On the Habitable Lifetime of Terrestrial Worlds with High Radionuclide Abundances

TL;DR

This paper explores how high radionuclide abundances can enable worlds outside traditional habitable zones to sustain liquid solvents like water or ethane over geological timescales, potentially detectable by JWST.

Contribution

It identifies conditions under which high radionuclide levels allow non-traditional habitable worlds to maintain liquid solvents for long periods.

Findings

Super-Earths with radionuclide abundances >10^3 times Earth's can host long-lived water oceans.

Less restrictive radionuclide levels (>10^2 times Earth's) may sustain ethane oceans.

Such worlds could be detectable by JWST within 10 days at 12.8 μm if they are younger than 1 Gyr.

Abstract

The presence of a liquid solvent is widely regarded as an essential prerequisite for habitability.
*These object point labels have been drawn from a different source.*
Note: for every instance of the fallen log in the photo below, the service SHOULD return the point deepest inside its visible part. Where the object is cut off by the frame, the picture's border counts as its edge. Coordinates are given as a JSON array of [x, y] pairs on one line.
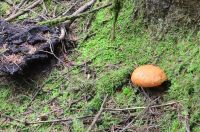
[[20, 45]]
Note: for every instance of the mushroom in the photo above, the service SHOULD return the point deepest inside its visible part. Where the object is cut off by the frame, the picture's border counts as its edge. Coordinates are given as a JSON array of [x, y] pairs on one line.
[[148, 76]]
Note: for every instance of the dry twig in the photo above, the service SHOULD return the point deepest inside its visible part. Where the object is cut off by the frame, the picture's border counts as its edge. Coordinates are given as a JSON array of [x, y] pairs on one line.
[[97, 115], [24, 11]]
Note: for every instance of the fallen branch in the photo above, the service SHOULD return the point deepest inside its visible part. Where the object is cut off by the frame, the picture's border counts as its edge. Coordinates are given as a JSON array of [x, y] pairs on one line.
[[97, 115], [24, 11], [72, 17], [143, 107], [41, 122]]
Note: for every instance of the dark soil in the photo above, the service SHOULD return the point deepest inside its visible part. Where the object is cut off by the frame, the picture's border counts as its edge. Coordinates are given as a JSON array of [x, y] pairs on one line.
[[26, 45]]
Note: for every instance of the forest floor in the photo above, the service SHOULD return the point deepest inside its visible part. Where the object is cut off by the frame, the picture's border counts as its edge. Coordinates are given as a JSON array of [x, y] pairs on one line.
[[98, 67]]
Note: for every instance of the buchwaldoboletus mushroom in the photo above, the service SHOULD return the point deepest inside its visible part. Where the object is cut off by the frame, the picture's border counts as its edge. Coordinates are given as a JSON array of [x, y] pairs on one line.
[[148, 76]]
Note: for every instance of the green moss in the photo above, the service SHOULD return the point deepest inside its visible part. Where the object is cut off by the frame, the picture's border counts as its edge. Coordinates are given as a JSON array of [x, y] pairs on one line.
[[4, 8]]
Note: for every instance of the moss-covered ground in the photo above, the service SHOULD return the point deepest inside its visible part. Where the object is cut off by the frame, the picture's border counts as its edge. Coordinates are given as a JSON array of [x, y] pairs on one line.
[[103, 67]]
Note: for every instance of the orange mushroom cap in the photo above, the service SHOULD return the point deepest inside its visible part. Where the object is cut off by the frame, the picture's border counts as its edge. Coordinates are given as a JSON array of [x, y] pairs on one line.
[[148, 76]]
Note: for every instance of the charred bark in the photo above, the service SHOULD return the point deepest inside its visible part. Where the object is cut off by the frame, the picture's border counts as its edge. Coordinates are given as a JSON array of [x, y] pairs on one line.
[[21, 46]]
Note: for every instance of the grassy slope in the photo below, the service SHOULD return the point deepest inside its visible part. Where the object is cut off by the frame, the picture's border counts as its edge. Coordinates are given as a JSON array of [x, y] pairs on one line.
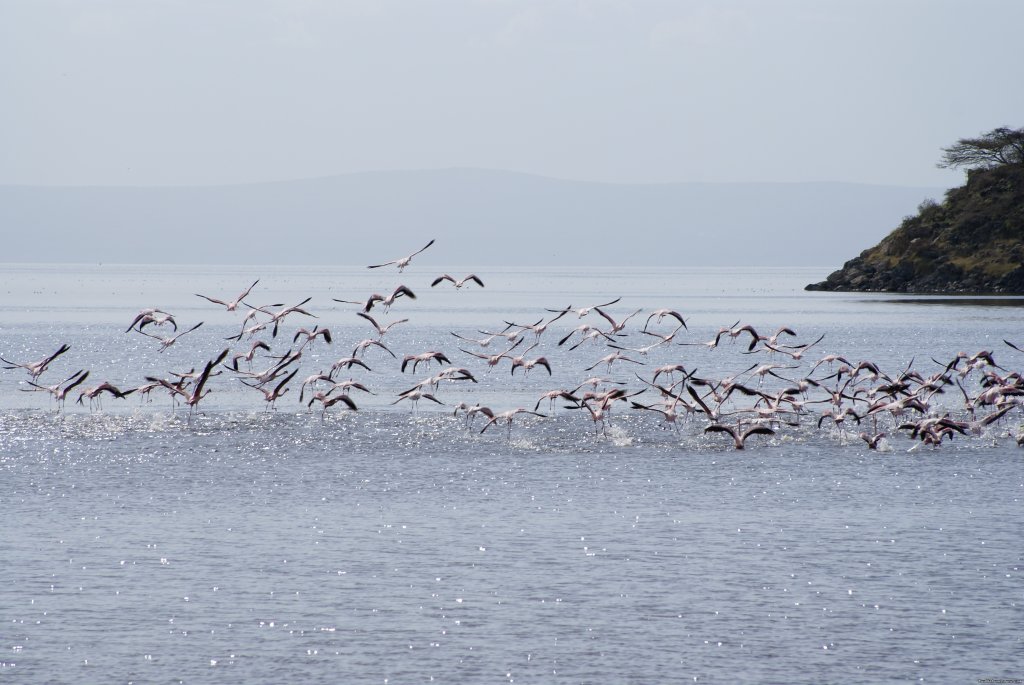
[[973, 242]]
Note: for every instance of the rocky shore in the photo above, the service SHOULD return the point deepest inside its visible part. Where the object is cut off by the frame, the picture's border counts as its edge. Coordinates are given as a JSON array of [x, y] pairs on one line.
[[973, 243]]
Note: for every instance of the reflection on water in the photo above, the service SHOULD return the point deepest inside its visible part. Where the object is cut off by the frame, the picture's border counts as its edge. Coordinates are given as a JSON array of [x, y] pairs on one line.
[[393, 545], [966, 301]]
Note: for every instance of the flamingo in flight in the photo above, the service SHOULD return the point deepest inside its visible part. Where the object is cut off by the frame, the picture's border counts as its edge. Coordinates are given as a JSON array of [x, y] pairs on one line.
[[458, 283], [36, 369], [233, 304], [402, 262]]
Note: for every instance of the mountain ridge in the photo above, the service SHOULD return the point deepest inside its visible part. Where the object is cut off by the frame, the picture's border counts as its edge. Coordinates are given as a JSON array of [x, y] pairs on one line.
[[481, 216]]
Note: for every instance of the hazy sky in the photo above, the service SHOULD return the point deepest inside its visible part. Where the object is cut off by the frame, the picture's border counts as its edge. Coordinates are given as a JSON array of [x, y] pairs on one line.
[[226, 91]]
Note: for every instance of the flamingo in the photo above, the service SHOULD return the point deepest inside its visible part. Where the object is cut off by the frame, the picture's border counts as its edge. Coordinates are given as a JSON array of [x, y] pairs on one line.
[[739, 437], [233, 304], [460, 283], [387, 300], [59, 390], [402, 262], [36, 369], [381, 330], [508, 417], [167, 342]]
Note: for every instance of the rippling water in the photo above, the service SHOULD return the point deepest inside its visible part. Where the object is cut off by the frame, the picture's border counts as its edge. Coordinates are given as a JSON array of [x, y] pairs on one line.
[[392, 545]]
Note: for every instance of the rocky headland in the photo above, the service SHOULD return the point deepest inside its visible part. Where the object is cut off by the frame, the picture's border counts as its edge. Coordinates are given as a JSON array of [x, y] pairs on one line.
[[972, 243]]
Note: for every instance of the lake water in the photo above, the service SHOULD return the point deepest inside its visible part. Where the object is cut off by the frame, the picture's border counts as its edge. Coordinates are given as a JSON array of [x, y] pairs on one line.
[[393, 545]]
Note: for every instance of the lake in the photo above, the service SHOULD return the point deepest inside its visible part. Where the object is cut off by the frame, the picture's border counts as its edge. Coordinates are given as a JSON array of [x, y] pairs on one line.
[[399, 544]]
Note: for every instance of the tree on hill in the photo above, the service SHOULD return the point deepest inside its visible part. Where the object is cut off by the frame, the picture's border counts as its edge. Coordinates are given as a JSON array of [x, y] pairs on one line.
[[1000, 146]]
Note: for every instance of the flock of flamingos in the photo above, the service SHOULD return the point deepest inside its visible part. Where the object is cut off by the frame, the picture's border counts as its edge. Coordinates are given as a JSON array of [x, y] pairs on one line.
[[785, 386]]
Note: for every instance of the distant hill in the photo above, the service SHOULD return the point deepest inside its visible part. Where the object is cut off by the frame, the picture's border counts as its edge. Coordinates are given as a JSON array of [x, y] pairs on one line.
[[477, 216], [971, 243]]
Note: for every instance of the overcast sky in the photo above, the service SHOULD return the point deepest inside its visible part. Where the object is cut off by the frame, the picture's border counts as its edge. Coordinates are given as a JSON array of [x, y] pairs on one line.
[[153, 92]]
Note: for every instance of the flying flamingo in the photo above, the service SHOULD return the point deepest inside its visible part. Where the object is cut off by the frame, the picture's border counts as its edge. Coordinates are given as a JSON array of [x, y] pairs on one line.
[[402, 262], [233, 304]]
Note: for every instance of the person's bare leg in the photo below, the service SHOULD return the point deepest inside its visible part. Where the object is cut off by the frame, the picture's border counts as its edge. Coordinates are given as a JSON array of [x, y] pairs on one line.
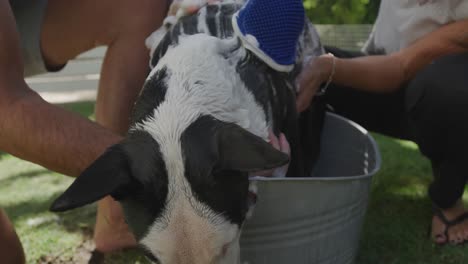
[[122, 26], [11, 250]]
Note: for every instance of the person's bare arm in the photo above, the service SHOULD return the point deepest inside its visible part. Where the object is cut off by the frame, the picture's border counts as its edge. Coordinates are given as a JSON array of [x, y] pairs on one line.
[[34, 130], [385, 73]]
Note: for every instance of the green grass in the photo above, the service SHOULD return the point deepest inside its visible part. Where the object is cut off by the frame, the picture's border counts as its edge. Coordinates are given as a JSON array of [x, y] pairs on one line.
[[395, 230]]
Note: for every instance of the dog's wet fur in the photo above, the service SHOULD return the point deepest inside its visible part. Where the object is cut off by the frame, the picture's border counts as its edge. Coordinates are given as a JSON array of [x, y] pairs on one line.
[[198, 129]]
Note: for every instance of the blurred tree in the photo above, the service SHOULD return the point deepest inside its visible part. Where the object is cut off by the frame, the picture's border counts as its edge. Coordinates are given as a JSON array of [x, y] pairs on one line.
[[342, 11]]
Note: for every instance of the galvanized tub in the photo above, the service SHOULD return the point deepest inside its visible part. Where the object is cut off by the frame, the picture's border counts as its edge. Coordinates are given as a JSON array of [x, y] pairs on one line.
[[318, 219]]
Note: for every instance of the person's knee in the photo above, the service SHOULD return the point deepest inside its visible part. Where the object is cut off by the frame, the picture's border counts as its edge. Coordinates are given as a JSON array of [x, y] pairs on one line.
[[440, 87]]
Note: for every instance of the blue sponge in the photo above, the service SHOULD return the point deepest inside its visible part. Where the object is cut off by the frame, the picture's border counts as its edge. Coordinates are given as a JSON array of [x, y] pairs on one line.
[[271, 29]]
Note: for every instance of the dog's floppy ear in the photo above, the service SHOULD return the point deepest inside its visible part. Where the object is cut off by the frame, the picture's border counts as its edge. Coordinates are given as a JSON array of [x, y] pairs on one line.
[[243, 151], [118, 172]]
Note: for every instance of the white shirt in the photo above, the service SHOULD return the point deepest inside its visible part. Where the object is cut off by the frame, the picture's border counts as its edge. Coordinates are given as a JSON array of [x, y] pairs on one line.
[[401, 22]]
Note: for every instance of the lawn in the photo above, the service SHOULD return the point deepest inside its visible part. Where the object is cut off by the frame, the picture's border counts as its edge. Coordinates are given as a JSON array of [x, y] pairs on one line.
[[395, 231]]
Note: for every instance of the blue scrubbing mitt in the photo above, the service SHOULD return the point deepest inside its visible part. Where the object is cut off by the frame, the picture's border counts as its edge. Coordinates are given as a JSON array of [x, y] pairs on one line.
[[271, 29]]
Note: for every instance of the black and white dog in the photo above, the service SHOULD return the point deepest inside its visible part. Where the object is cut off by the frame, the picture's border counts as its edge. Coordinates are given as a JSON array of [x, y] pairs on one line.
[[199, 127]]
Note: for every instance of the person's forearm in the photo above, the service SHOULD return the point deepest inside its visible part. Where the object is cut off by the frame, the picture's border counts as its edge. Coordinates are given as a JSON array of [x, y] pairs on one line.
[[35, 130], [370, 73]]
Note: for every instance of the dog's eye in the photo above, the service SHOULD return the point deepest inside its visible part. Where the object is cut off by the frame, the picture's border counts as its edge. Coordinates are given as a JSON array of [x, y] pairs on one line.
[[152, 258]]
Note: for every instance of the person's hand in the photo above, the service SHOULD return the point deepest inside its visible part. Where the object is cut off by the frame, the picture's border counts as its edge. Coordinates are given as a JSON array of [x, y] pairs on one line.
[[315, 72], [280, 143]]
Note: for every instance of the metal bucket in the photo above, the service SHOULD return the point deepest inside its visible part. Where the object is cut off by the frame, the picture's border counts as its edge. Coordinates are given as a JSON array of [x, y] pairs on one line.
[[318, 219]]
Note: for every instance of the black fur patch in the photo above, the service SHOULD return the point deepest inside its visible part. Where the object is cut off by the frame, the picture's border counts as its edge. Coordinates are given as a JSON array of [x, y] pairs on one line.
[[218, 156], [224, 191], [152, 95], [147, 202]]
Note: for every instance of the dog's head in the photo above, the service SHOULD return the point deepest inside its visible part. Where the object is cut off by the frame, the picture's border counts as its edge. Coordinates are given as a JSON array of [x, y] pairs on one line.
[[185, 200], [181, 174]]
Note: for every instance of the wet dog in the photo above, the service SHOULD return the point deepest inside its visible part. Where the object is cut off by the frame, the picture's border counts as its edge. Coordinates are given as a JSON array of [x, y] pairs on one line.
[[199, 127]]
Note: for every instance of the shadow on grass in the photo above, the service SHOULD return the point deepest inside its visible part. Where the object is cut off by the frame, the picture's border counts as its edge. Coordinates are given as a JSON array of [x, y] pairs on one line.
[[78, 220], [399, 212]]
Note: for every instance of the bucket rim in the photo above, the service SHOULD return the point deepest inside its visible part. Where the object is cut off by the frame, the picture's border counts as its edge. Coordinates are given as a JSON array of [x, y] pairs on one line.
[[373, 143]]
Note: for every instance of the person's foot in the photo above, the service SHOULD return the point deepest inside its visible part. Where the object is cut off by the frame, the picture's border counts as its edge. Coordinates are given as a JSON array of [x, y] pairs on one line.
[[111, 233], [457, 233]]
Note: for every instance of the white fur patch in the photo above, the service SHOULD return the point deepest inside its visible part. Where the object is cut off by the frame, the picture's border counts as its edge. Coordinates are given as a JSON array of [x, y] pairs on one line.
[[202, 80]]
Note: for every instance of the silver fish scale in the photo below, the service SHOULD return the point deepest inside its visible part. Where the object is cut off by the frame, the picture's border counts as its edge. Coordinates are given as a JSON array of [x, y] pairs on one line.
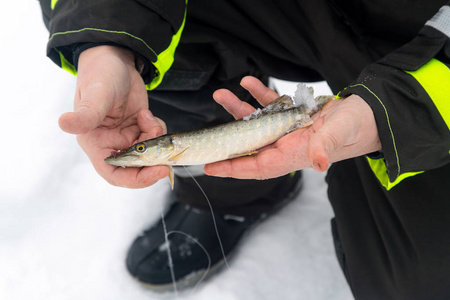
[[221, 142]]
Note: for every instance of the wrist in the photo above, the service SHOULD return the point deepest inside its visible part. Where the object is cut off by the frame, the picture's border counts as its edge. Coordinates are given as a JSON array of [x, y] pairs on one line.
[[96, 51]]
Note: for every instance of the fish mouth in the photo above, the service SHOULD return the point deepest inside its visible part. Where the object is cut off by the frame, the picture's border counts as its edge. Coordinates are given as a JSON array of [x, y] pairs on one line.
[[121, 159]]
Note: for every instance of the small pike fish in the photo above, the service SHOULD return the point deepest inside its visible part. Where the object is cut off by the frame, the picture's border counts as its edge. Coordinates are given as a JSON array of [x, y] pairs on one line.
[[234, 139]]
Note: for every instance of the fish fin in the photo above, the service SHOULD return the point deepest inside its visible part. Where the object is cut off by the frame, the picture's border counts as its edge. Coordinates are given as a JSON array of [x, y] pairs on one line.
[[242, 154], [171, 176], [173, 158], [281, 103], [303, 122]]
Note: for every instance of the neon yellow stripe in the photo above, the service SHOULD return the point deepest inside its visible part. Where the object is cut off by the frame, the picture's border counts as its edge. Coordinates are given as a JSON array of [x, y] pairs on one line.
[[388, 123], [65, 65], [434, 77], [103, 30], [53, 3], [378, 167], [166, 58]]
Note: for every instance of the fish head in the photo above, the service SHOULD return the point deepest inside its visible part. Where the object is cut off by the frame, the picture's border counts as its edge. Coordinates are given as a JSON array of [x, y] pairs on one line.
[[147, 153]]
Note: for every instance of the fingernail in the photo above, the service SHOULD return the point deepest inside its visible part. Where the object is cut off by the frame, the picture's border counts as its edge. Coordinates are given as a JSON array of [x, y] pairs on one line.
[[148, 114]]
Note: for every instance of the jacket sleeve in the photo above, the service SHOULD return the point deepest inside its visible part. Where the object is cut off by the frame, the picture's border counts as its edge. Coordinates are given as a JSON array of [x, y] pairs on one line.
[[150, 28], [409, 93]]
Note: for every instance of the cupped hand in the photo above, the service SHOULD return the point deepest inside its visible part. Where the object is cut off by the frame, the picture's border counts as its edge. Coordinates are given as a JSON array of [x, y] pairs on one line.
[[343, 129], [111, 113]]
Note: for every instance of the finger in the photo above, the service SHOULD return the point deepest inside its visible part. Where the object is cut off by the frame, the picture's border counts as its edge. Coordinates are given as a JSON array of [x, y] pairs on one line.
[[150, 126], [327, 142], [259, 91], [267, 164], [237, 108], [91, 108], [135, 178]]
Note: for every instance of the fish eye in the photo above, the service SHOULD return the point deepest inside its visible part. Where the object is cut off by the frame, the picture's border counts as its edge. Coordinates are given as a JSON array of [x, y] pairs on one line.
[[141, 147]]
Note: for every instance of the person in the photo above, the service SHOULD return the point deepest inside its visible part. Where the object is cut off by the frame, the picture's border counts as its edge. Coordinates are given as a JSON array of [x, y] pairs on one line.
[[385, 141]]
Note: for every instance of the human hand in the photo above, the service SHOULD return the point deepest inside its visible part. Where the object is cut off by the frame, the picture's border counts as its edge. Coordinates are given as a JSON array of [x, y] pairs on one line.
[[342, 129], [111, 113]]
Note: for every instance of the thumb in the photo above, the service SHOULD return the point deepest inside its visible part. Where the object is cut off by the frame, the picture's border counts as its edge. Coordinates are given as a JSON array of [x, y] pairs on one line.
[[320, 147]]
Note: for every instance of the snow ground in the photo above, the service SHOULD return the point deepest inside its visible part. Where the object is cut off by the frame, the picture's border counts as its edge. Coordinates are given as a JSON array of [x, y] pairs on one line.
[[64, 231]]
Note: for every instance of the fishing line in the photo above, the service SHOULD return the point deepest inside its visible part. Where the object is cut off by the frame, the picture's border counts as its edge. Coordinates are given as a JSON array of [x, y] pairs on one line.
[[169, 254], [204, 250], [213, 217]]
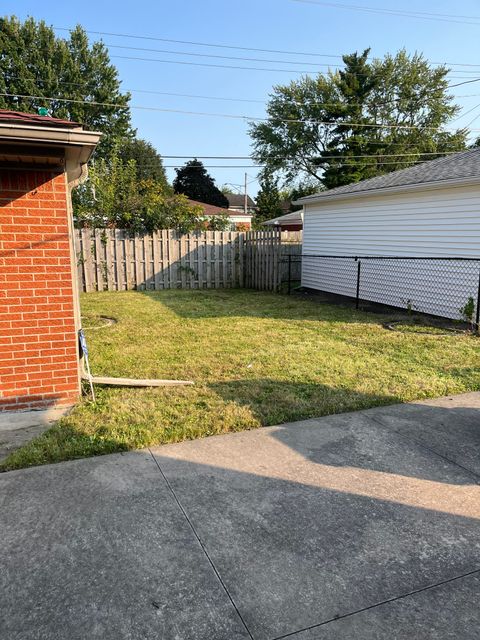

We investigate the conditions under which worlds outside the habitable zones of stars are capable of supporting liquid solvents on their surface over geologically significant timescales via combined radiogenic and primordial heat. Our analysis suggests that super-Earths with radionuclide abundances that are $\gtrsim 10^3$ times higher than Earth can host long-lived water oceans. In contrast, the requirements for long-lived ethane oceans, which have been explored in the context of alternative biochemistries, are less restrictive: relative radionuclide abundances of $\gtrsim 10^2$ could be sufficient. We find that this class of worlds might be detectable ($10\sigma$ detection over $\sim 10$ days integration time at $12.8$ $\mu$m) in principle by the James Webb Space Telescope at distances of $\sim 10$ pc if their ages are $\lesssim 1$ Gyr.